Menos mal que cada noche despierto y me voy a las penumbras, donde no escucho nada, donde no veo ni siento nada, y pocas veces, pero muy pocas veces, me acuerdo de mis sueños.

La muerte

Chocó con el muro, ya venía mal, cayó aturdida pero aún así trataba de pararse y continuar su camino, como si no tuviera conciencia de lo que es la muerte. Lo intentaba una y otra vez. La fatiga la vencía pero aún así lo intentaba. Me paré a su lado y la acompañé en su agonía. La miré con compasión, me inventé una historia sobre ella, la historia de su vida. Quise llorar, pero me contuve. Sólo la miraba y nada podía hacer por ella. De pronto una voz diminuta me pregunta qué pasa. Es la ley de la vida, hija, respondo. Algunos mueren y otros nacen. Miro sus enormes ojos negros y están llenos de lágrimas. Ahora se suma otro espectador a la triste escena. Sólo miramos el cuerpo agónico que ya empieza a atraer hormigas. Se hizo caquita, me dice la niña. Eso es por que murió, respondo con tristeza. Saco de mi bolsillo una bolsa blanca de plástico, la que utilizo como un improvisado guante. Dudo un instante. No quiero sentir el frío de la muerte. Al final me decido y con respeto me animo a arrebatarles a las hormigas el inerte cuerpo de esa hermosa golondrina.


El ciclo

He estado navegando por lugares oscuros y húmedos. Cálidos sí, pero no hay calidez que compense el vivir en la oscuridad. Una vez en mi ceguera me moví, fue un movimiento violento, perdí la conciencia durante un par de segundos y me di cuenta que estaba en otra parte, era la misma oscuridad pero otra calidez, me sentí extraño por un momento, pero mi incomodidad cesó cuando una multitud pasó corriendo desesperadamente por mi lado y yo corrí también, no sabía hacia dónde pero corrí. Algo muy dentro de mí me indicaba el camino. Corrí con fuerza, me empujaron, empujé, incluso pasé por arriba de otros. La alocada maratón no fue tan larga, pero muy violenta. Llegué a un lugar que inmediatamente cerró sus puertas y ahí me quedé solo por mucho tiempo. Increíblemente el lugar se fue haciendo más y más estrecho, la incomodidad, los mareos del movimiento a ciegas me tiene podrido. A veces me aplastaban, otras veces me hablaban, pero no entiendo el idioma.

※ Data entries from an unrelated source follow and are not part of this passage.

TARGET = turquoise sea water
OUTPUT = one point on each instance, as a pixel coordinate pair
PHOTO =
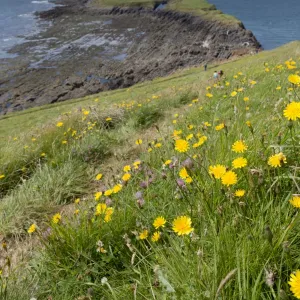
(273, 22)
(17, 20)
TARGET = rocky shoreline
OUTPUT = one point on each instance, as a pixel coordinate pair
(122, 46)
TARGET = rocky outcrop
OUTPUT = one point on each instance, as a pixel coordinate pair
(171, 40)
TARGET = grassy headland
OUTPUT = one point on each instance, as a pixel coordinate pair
(195, 7)
(140, 193)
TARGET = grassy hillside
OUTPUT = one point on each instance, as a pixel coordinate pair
(197, 7)
(179, 188)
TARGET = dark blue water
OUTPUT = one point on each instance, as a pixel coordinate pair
(273, 22)
(17, 21)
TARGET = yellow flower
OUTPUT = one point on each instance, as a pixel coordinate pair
(217, 171)
(126, 177)
(31, 229)
(108, 192)
(294, 79)
(276, 160)
(127, 168)
(143, 235)
(181, 145)
(229, 178)
(239, 163)
(295, 283)
(97, 195)
(220, 126)
(167, 162)
(239, 193)
(239, 147)
(117, 188)
(99, 176)
(56, 218)
(182, 225)
(108, 213)
(183, 173)
(159, 222)
(155, 237)
(295, 201)
(292, 111)
(189, 137)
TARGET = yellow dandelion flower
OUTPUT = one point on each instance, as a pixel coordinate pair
(183, 173)
(159, 222)
(97, 195)
(239, 193)
(56, 218)
(239, 163)
(217, 171)
(143, 235)
(99, 176)
(294, 79)
(108, 213)
(182, 225)
(220, 126)
(107, 193)
(126, 177)
(100, 209)
(292, 111)
(155, 236)
(181, 145)
(295, 201)
(31, 229)
(126, 168)
(189, 137)
(117, 188)
(295, 283)
(276, 160)
(229, 178)
(239, 147)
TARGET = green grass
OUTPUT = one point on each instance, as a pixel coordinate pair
(196, 7)
(235, 242)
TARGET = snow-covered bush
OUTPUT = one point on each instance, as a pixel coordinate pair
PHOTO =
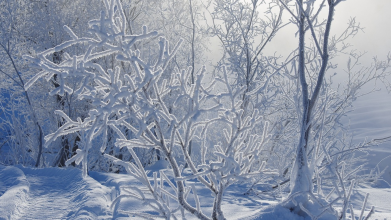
(135, 105)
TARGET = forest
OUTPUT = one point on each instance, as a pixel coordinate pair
(188, 109)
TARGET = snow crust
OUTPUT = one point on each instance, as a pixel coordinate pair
(56, 193)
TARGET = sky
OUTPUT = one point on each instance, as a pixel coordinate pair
(374, 16)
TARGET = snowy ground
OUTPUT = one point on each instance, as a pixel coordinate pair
(55, 193)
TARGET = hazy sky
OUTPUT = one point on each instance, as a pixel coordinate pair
(375, 17)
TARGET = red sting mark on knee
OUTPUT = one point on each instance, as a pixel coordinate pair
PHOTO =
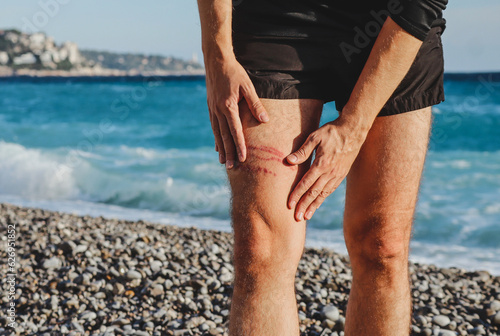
(255, 169)
(271, 154)
(268, 149)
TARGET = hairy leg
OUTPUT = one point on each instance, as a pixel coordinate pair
(268, 242)
(382, 190)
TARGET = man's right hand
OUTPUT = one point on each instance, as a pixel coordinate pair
(227, 84)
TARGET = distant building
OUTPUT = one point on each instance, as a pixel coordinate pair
(27, 58)
(4, 58)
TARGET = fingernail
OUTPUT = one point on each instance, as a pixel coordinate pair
(300, 216)
(263, 117)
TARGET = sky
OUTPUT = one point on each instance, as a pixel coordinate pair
(172, 27)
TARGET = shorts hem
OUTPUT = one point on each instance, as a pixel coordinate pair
(408, 104)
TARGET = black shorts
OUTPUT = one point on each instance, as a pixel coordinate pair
(309, 49)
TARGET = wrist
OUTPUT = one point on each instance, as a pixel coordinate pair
(214, 52)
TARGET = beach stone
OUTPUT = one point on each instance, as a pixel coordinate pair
(155, 265)
(53, 262)
(156, 290)
(328, 323)
(331, 312)
(88, 316)
(427, 332)
(441, 320)
(133, 275)
(496, 319)
(80, 249)
(495, 305)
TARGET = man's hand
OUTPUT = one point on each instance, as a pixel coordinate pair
(228, 83)
(337, 145)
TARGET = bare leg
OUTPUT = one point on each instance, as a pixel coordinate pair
(268, 242)
(382, 189)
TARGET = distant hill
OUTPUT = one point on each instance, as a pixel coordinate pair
(138, 62)
(32, 54)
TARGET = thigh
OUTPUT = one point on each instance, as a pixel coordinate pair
(261, 185)
(383, 183)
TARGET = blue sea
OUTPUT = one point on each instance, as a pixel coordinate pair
(145, 150)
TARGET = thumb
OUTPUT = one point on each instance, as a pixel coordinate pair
(304, 152)
(253, 101)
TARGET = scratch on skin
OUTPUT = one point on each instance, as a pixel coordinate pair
(261, 153)
(276, 155)
(268, 149)
(256, 169)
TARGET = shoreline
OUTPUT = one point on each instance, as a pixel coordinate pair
(82, 273)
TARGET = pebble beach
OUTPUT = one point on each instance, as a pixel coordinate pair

Cada día que pasa el lugar es más incómodo, más caluroso y más sofocante. Ahora escucho gritos. Es la voz que siempre me habla. Es raro, pero así como supe el camino para entrar, ahora sé como salir. No sé que mierda pasa afuera. Los gritos de dolor me desesperan. La salida es aún peor que la entrada, mi cabeza me duele por que todo ya es muy estrecho para mí. Sólo falta que cuando pueda salir de aquí, alguien me tome de un pie y me dé una palmada en la raja. Ahí sí que me pongo a llorar.